The Government of Costa Rica signed a law that reduces to $150,000 the amount that retirees and foreign investors must inject into the financial system to reside in the country, a measure that seeks to stimulate its pandemic-hit economy.

“What this law achieves is to create the conditions so that these people can come to the country, bring their investments and we can generate employment. It is one more step in the direction of recovery, which we all must continue to push in the country,” said the president, Carlos Alvarado.

With this legislation, whoever wishes to opt for a temporary residence as an investor or retiree, must demonstrate to Migration a minimum capital injection of $150,000 in real estate, registrable assets, shares, securities, productive projects or projects of national interest. Previously, the amount was $200,000.

“This law will allow creating a 25% decrease in investment so that a foreign person is granted the category of resident as an investor, including his dependents,” said the Minister of Tourism, Gustavo Segura, also present at the signing of the project.

“In this way, it is intended to produce a necessary revitalization of the economy and a recovery of the levels of foreign investment of a decade ago,” Segura added.
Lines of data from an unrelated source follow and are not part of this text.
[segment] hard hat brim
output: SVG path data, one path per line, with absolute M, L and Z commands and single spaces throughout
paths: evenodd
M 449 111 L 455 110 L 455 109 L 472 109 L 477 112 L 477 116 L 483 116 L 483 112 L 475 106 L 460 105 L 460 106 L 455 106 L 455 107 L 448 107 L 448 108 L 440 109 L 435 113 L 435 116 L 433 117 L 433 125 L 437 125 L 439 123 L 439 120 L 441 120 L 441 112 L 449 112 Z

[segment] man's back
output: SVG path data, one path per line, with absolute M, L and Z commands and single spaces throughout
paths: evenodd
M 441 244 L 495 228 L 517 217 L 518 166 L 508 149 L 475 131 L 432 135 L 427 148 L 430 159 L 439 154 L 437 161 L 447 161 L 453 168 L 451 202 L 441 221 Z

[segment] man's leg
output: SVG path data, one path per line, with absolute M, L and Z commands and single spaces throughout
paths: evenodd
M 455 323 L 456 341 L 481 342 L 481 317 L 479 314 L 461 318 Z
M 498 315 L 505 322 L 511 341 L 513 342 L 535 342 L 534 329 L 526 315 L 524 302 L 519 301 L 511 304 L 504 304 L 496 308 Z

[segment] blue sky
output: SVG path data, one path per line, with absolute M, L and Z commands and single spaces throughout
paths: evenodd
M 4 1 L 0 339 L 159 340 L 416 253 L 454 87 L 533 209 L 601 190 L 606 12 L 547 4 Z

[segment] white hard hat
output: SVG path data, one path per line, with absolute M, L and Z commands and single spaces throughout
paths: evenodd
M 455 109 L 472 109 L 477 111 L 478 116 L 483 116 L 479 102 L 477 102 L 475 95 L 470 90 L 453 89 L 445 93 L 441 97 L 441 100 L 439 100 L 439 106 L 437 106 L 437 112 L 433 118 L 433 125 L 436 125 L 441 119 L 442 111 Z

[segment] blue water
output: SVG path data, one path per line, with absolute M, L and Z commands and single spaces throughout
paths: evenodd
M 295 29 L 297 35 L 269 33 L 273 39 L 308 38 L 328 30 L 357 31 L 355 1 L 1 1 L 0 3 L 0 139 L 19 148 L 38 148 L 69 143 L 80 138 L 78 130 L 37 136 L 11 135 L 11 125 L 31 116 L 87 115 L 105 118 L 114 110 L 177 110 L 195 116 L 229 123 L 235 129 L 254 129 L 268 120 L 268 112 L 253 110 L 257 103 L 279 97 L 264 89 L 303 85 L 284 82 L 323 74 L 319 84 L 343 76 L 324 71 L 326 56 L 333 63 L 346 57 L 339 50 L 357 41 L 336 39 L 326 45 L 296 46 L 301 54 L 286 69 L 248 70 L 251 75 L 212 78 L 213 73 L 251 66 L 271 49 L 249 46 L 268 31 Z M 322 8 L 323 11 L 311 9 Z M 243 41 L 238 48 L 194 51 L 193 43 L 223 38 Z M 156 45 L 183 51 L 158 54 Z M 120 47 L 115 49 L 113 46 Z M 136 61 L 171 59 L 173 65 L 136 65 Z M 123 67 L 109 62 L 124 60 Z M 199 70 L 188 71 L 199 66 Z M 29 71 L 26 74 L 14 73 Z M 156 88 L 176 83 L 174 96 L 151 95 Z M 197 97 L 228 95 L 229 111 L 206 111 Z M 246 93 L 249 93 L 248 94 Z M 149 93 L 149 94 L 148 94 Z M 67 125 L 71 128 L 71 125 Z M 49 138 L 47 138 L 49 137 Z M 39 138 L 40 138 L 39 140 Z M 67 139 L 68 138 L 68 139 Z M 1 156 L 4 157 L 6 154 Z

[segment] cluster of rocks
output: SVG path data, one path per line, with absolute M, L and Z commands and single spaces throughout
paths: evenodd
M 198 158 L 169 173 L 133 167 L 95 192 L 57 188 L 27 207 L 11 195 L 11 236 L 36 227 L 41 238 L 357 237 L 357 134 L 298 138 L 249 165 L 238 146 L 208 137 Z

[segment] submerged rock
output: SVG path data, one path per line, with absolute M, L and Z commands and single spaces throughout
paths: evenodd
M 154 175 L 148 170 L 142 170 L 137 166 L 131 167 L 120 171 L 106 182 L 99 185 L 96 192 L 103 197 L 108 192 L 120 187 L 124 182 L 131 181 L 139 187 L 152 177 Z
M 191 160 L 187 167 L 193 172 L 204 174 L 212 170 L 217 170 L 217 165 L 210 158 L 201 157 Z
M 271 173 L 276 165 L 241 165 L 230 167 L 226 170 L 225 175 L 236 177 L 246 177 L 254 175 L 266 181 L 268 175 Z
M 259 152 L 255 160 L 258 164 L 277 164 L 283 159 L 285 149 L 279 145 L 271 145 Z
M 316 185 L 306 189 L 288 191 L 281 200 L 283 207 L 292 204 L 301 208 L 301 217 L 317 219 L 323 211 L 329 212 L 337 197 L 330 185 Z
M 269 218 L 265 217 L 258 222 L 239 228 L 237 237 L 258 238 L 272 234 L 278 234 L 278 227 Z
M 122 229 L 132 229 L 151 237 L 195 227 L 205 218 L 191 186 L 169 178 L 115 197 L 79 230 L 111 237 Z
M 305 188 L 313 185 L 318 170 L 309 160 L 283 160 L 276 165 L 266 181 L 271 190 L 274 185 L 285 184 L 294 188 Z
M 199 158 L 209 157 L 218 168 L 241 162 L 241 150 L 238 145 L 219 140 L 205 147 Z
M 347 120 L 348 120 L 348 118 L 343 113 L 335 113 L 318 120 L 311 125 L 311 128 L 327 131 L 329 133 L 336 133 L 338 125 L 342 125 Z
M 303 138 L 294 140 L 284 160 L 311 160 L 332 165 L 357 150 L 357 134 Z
Foreign investment represented 7.8% of GDP until before the pandemic, but today it represents just 3.5%, according to the ministry itself.

“This is one of the most relevant fronts for attracting investment and generating tourism” among retired people who “choose Costa Rica as a place of retreat and rest thanks to the diversity of natural attractions and the environmental and social conditions it offers,” concluded Segura.

According to the new rule, those foreign investors, rentiers or retirees “who opt for said benefits during the first five years of the law, will keep them for a period of 10 years from the date they were granted.”

In addition, the law includes other advantages, such as total exemption from income taxes on the amounts declared to enter the country and 20% on transfers of real estate, among others.